Anyway, the next party that’s coming up is the Christmas dinner for Job 3. Funnily enough, this is going to be at the exact same restaurant as the one we chose for Job 1’s Christmas Luncheon, only two days earlier. So I’ll get to have Brio twice this year. I’m not sure whether I’m paying for my own dinner at that one either, but I think that’s ok. It will be by far the smallest work related celebration I’ll have this season, and I’m looking forward to it. The very next day is the all-network HR party (Mariah tells me that there will be dinner, a small gift exchange, and a cookie competition), and the day after that is the Christmas Luncheon for Job 1. The only presents will be (probably) the division presents to the support staff, there will be no Santa, no baked goods that are not on the Brio menu, and our lunch will be paid for. There will definitely be alcohol. Boss J has already warned me that I should make no plans to handle heavy machinery after the party. So I think I’m looking forward to this one the most. And then we will be done. Thank God.
The all-organization party for Jobs 1&2 is actually this Thursday, but I’m presenting at CL, so I know I won’t be there. I think this year they’re reprising the popular Casino Night theme, and as mentioned before, giving our presents away to unnamed charities.

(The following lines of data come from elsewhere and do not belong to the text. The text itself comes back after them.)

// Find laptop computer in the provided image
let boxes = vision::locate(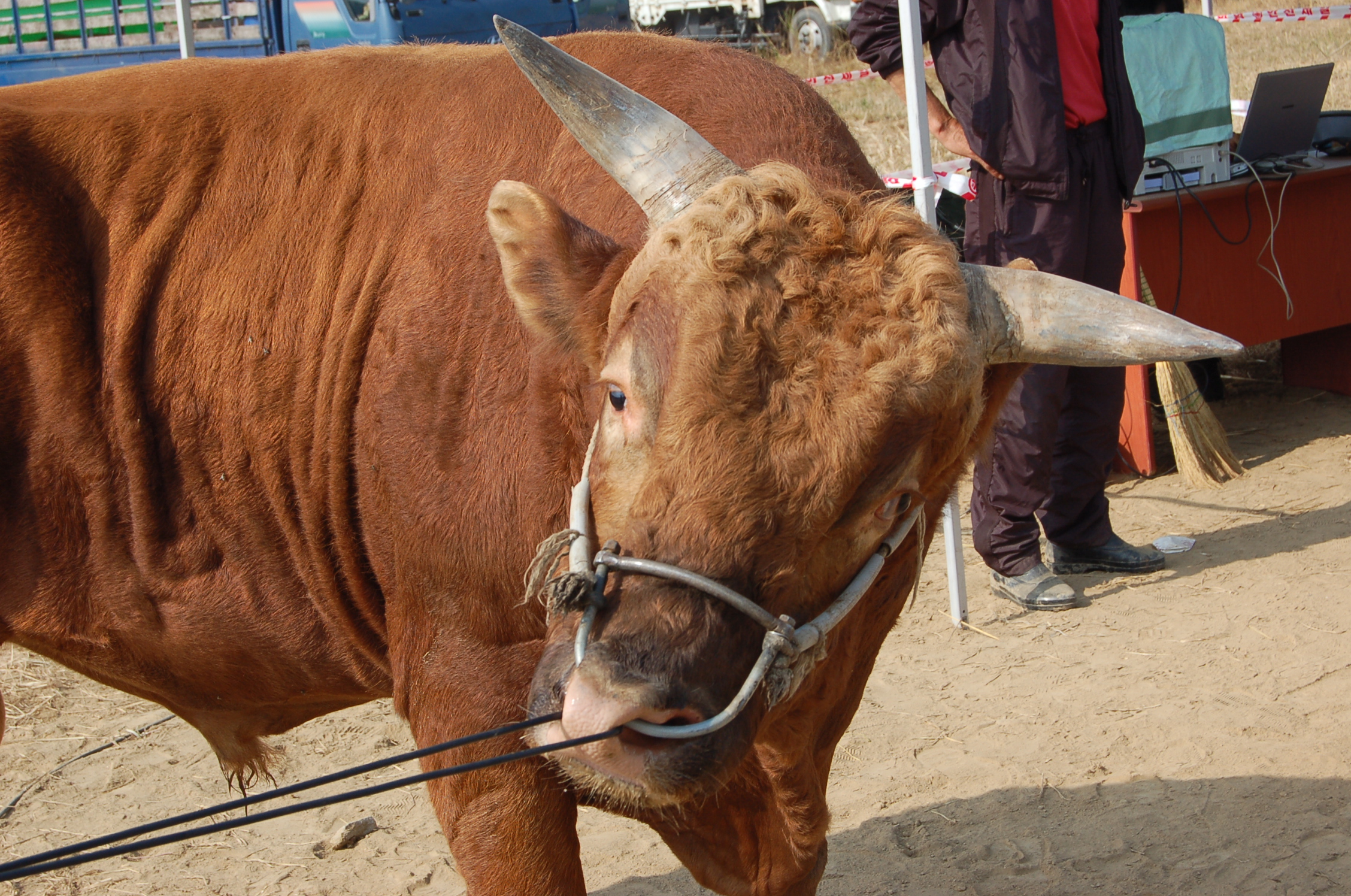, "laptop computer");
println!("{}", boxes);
[1237,62,1332,162]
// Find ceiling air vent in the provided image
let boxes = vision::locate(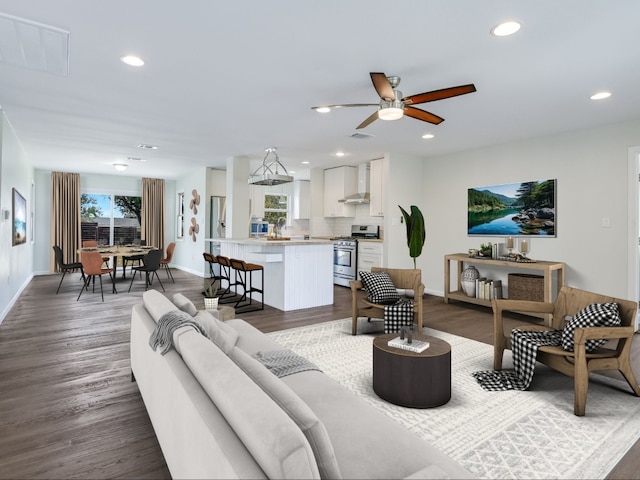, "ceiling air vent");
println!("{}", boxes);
[351,132,375,140]
[0,13,69,76]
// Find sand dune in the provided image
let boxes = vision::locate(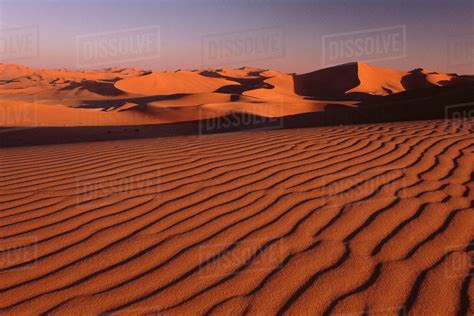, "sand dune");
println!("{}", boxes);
[0,119,474,315]
[295,62,474,98]
[0,63,474,127]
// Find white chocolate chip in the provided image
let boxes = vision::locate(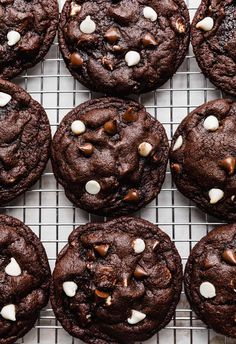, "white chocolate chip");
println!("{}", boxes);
[138,142,152,157]
[127,309,146,325]
[7,30,21,47]
[5,258,21,276]
[173,135,183,152]
[133,238,145,253]
[208,189,224,204]
[71,120,86,135]
[70,1,81,16]
[143,6,157,21]
[196,17,214,31]
[0,304,16,321]
[203,116,220,131]
[106,296,111,306]
[62,281,78,297]
[200,282,216,299]
[80,16,96,34]
[85,180,101,195]
[125,50,140,67]
[0,92,11,107]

In other job-related news, this afternoon while I was at Job 2, the woman who does PR for the organization came into my cubicle. She said, “So I heard that you’re now not part time, but part time with benefits – is that right?” I confirmed that it was. She asked me if I knew what that meant. I said, “It means I get to go see doctors?” She kinda laughed and said, no, actually it meant that she wanted to take my picture for the New Employees Profile section of the newsletter. That was when I had to break the news to her that while I may have recently changed my job status here, I’m soon going to change it again to no longer working for this organization, so profiling me in their newsletter may be a little, well, awkward. It was a little sad telling her this. She’s one of my favorite people in the organization, partly because of her tattoos and motorcycle, but mostly because she is both utterly sweet and completely no-nonsense. It’s a wonderful combination, and I’m sad to be saying good-bye to her. I’m still excited about my new job, but I’m starting to realize how many people I will genuinely miss.